Summary statistics can be reported in tabular form ('Tables') or graphic form ('Figures'). While tables are more precise, figures are usually more compelling.

Required reading (read before coming to class)
Selvin, S. 1998. Modern applied biostatistical methods using S-Plus, chapter 2. Oxford University Press, New York, USA.
Ellison, A. M. 1993. Exploratory data analysis and graphic display. Pages 14-45 in S. M. Scheiner & J. Gurevitch, editors. Design and analysis of ecological experiments. Chapman and Hall, New York, USA.

Recommended reading
Cleveland, W. S. 1993. Visualizing data. Hobart Press, Summit, New Jersey, USA.
du Toit, S. H. C., A. G. W. Steyn, and R. H. Stumpf. 1986. Graphical exploratory data analysis. Springer-Verlag, New York, New York, USA.
Sokal, R. R., and F. J. Rohlf. 1995. Pages 39-60 in Biometry. W. H. Freeman and Company, New York, New York, USA.
Tufte, E. R. 1983. The visual display of quantitative information. Graphics Press, Cheshire, Connecticut, USA
Tukey, J. W. 1977. Exploratory data analysis. Addison-Wesley, Reading, Pennsylvania, USA.

Additional material on EDA is available within the on-line class notes.

Assignment (bring it to class)
1. Begin to explore and illustrate your data. You should prepare as many graphs as you think appropriate to illustrate your hypotheses, in rough (EDA) form. All of the graphic types and elements that you need are available in S-Plus (DO NOT USE EXCEL FOR GRAPHICS!). The graphics palette in S-Plus was designed by William Cleveland (who's written several books on EDA), and contains all the possibilities shown in Tufte's (1983) book on EDA and my chapter on EDA.

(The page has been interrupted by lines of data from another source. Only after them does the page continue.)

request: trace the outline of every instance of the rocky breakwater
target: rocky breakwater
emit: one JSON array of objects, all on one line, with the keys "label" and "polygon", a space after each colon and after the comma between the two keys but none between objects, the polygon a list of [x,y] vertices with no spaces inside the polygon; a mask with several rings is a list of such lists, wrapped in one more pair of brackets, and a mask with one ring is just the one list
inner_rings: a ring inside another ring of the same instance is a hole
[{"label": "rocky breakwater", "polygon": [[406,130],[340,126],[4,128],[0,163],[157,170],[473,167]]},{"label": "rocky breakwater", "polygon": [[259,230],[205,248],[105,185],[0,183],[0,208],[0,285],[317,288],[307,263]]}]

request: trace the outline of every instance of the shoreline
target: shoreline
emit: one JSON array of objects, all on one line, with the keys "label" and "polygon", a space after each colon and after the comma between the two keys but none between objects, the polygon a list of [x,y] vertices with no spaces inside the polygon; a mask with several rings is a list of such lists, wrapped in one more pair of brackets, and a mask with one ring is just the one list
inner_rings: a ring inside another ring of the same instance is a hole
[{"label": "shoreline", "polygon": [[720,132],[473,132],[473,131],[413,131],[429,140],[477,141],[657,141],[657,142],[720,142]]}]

2. Compute summary statistics for your variables of interest. If appropriate, compute them 'by' categories of interest. Use S-Plus (Statistics --> Data Summaries --> Summary Statistics) for computation. Write a one-page summary of your summary statistics, that shows that you understand the meaning and differences between different measures of location, spread, and confidence.

3. Plot your summary statistics in (a) way(s) that enables rapid comparison between or among groups of interest. Produce at least three different types of plots illustrating your summary statistics (example: box plots, bar charts, and category plots). Remember: pie charts are not allowed! Write a one or two paragraph description of your plots, in standard scientific style, drawing the reader's attention to the results that you think are most relevant.

4. Using the confidence intervals that you computed in part A, discuss, in 1-2 paragraphs the apparent similarities or differences among your different treatment groups.

During class time, you will each present your EDA graphics and data summaries for critique. Be prepared to explain why you chose the graphic types that you did, and why they illustrate your hypotheses. Be prepared to help each other improve the clarity of your graphics. About a third of the class time will be devoted to presentation and critique, while the remainder will be allotted to improving your graphics.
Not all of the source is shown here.